I didnot get how to calculate accuracy over test data?
hey @vineetchanana ,
once you have got your centroids for each cluster , then for a query_X , calculate the distance from each centroid , get the respective cluster point which is closest to the query point.
Do this for each point , and submit a list of such and check your score on the website.
i hope this helped you .
Sorry, but in the KNN lecture we didn’t talk about finding clusters. I think you have mistaken this doubt for K-Means clustering.
oh sorry , my bad.
for validation part ,
in KNN , when you have got your predicted classes for each query point in validation set ,just compare those predictions with actual values , and get the
acc = (number of records that matches) / total number of records
acc = acc*100
Now this acc
, is your accuracy over validation data.
Similarly predict for test set , create a csv file as same as provided in sample submission and submit on the website to check what score you achieved.

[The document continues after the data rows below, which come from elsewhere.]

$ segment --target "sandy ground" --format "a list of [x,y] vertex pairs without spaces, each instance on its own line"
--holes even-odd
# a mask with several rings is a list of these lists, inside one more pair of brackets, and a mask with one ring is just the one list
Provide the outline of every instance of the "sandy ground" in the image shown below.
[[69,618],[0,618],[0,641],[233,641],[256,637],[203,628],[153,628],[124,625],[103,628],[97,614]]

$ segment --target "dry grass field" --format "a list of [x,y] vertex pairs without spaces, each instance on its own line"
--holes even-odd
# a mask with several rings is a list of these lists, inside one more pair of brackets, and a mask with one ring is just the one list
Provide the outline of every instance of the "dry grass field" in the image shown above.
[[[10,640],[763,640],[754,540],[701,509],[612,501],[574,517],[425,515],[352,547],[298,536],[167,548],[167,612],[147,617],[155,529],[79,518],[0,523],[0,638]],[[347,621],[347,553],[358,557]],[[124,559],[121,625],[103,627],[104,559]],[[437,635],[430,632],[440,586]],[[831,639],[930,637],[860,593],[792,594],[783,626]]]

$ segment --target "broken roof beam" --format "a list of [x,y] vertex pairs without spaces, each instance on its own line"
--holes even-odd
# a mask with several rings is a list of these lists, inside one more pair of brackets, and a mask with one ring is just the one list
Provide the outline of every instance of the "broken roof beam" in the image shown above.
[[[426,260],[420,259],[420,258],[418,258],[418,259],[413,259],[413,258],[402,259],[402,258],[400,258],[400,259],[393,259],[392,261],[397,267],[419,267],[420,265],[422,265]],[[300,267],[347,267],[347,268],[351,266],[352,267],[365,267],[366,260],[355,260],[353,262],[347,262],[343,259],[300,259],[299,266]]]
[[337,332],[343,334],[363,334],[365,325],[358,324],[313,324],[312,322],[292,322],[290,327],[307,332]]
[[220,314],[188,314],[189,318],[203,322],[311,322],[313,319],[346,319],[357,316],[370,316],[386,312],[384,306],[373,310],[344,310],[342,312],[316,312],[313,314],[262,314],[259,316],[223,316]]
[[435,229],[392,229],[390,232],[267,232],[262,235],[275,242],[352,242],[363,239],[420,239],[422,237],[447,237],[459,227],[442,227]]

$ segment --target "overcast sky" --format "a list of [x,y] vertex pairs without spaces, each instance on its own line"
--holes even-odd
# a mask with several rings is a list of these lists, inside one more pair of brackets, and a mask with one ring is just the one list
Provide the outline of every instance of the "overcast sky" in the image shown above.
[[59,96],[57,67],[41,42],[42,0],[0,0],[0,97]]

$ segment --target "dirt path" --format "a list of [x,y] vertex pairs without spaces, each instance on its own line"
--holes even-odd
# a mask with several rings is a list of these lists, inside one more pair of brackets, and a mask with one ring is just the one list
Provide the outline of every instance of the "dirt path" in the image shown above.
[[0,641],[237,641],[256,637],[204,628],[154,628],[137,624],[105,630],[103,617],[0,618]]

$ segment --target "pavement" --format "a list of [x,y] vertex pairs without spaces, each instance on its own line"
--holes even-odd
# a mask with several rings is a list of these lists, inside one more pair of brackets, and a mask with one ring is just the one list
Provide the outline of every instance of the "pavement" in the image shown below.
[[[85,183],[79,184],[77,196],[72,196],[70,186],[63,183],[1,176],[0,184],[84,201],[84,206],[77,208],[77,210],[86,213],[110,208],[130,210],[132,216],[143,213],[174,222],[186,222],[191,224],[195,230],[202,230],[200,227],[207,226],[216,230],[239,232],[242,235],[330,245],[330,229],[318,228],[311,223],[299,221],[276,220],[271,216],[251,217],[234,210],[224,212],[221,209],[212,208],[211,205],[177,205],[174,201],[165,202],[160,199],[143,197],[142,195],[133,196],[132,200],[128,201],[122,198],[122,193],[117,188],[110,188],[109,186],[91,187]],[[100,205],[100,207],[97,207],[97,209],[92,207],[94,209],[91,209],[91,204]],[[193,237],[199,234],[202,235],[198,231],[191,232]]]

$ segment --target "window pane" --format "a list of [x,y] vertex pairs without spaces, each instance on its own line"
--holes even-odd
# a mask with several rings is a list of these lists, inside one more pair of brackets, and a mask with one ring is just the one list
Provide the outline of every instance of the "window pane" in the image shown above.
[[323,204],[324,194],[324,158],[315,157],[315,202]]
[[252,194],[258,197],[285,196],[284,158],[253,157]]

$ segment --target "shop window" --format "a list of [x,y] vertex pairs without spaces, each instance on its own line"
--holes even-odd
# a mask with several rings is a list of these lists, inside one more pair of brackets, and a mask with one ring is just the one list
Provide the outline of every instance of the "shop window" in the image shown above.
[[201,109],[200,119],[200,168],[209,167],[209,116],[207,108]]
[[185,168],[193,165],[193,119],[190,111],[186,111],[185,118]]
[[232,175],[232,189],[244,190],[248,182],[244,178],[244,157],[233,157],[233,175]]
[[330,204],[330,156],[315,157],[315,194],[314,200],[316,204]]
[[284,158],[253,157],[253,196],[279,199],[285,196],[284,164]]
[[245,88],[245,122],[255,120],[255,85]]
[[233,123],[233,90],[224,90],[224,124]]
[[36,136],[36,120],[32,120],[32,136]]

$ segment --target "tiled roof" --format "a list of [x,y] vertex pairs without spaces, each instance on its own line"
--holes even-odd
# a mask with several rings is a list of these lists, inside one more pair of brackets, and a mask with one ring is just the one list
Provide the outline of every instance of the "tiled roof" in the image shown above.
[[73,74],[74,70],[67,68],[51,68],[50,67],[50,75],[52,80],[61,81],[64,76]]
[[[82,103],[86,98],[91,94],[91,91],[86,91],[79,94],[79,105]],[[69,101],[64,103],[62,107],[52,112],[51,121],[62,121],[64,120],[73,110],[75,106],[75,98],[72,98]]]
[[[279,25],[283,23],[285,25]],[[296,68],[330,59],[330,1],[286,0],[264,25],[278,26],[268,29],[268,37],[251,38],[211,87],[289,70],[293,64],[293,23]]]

I hope this could be helpful for you
Thank You
What is validation set?
While working on a machine learning task, how do you know before hand that how the model is going to perform on unseen data, that model is not overfitted?
To answer that, we take a small fraction of our data out as a validation set and use the other data for training.
Like we can split our data set with 80:20 ratio and training and validation data.
We train our model only on training data, and check it’s results on validation set.
When we get our best results , we use that model to predict on test data.
I hope this helped you understand it.